猫の妙術(意訳)

猫の妙術(意訳)

原典 佚斎 樗山

剣術家の勝軒の家に大きなねずみが住み着いた。それを退治しようとしたが歯が立たず次第に我が物顔で悪さをするようになった。勝軒は近所から腕利きの猫を集めてネズミ退治をお願いしたが次々と返り討ちにあってしまった。困ってしまった勝軒は、ネズミ捕りの達人の誉れ高い猫を招くことにした。しかし、達人の猫は年老いてヨボヨボ、とても強そうには思えなかった。期待はずれでがっかりしたものの達人猫を大ネズミのいる部屋に案内したところ、老いた猫はゆっくりと自然にネズミに近づき、あっけなく大ネズミを捕まえてしまった。
様子を見ていた勝軒や腕利きの猫たちは、達人に教えを乞うために反省会を開くことにした。

1.技術の段階
若い黒猫が言った。「幼少の頃より技の鍛錬を続け、早業軽業でできぬものがないまでに至ったが、今回は不覚をとってしまった。」
⇒単なる技術は、表面的で弱く、意味がない。技術の背景には真理や道理がある。真理をしっかりと学び会得することが大切。未熟者は道理を無視して小手先の真似事を学びたがるが、生兵法は大怪我の基、真理に基づかない技術は弊害が多く偽りでしかない。

2.気力の段階
壮年の虎猫が言った。「武術で重要なのは気であり、長い間、鍛錬を続けてきた。今では気は天地に満ちるようになり、にらむだけでネズミを退治できるようになった。しかし、今回のネズミには歯が立たなかった。」
⇒力に頼れば、より大きな力にはかなわない。気が天地に満ちると感じるのは自分の勘違いであり本物ではない。命がけの捨て身になったネズミの気力は強く本物であり、歯が立たないのは当然だ。

3.心の段階
年配の灰猫が言った。

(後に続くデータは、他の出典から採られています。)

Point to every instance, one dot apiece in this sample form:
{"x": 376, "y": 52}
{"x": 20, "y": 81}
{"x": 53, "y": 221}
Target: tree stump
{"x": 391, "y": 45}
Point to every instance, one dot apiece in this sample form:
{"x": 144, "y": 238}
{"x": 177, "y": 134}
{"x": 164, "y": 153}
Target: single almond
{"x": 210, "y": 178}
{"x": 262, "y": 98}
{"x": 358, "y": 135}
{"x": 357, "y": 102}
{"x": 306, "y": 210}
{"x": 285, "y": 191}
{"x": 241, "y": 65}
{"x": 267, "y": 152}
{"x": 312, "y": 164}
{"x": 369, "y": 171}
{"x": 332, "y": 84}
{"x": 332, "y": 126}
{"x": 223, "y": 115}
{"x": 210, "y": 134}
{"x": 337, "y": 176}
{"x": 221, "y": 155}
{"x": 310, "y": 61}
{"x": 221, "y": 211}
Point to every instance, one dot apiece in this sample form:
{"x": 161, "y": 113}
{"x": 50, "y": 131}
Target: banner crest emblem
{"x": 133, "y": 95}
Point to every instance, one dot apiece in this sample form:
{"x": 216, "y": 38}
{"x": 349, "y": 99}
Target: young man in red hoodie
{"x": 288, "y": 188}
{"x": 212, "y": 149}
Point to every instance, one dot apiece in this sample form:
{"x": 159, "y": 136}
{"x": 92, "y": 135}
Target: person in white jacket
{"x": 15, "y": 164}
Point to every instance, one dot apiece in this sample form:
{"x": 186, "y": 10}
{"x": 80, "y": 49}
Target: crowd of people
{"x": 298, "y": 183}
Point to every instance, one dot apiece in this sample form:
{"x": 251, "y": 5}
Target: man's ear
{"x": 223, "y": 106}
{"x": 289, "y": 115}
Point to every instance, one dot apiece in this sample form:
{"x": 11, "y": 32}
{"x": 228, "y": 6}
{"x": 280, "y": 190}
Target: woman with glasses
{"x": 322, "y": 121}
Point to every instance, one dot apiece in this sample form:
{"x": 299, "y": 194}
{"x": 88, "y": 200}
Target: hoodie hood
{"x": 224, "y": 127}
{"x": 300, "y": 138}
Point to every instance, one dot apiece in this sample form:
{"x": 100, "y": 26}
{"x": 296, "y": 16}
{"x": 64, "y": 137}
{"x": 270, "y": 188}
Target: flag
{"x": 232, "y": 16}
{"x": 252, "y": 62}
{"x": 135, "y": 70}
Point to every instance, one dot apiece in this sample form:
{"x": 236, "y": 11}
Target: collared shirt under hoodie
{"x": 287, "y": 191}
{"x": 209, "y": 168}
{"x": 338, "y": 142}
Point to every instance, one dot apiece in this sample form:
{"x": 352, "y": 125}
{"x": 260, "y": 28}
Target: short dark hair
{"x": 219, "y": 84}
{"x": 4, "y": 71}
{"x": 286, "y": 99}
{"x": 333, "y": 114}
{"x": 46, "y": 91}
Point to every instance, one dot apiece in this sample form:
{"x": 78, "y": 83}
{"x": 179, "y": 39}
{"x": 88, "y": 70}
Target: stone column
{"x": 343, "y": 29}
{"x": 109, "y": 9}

「長い間、心を鍛えてきた。いたずらに気色ばらず、物と争わず、常に心の和を保って、いわば幕で石つぶてを受ける戦法で勝利を得てきた。しかし、今回のネズミはこちらの和に応じなかった。」
⇒和をもって勝利する奥義を学んでいることは間違いがないが、そこには未だ作為がある。ねらいと意図があれば、相手に伝わってしまい上手を取られてしまう。わずかにでも作為があれば自然ではなくなるので、無心の妙用を発揮できなくなる。

4.達人の段階
⇒「私が大ネズミを捉えることができたのは、私が猫だからだ。猫がネズミを捉えるのは天地自然の真理である。私は天地自然の真理に従っただけだ。君たちが修行したことは無駄ではない。どのような技術にも背景には真理がある。気力も心の基となる。要はそれらが作為から出るか、それとも無心から自然に表現できるかで天地の距たりができるのだ。」

5.無敵の段階
⇒「私の言うことが頂点と早合点してはいけない。私は、はるかに高い境地を生きる猫を知っている。彼には敵が現れない。「我-それ」の分離があるから敵が現れる。分離がないところには敵が現れないのは道理。彼はすべてと一体で、そこから分離した形象がない。彼の周辺はすべては穏やかで平和で争いは起こらない。彼こそ不殺の勝利、英雄聖人の境地である。私には及びもつかない境地だ。上には上があるのだ。」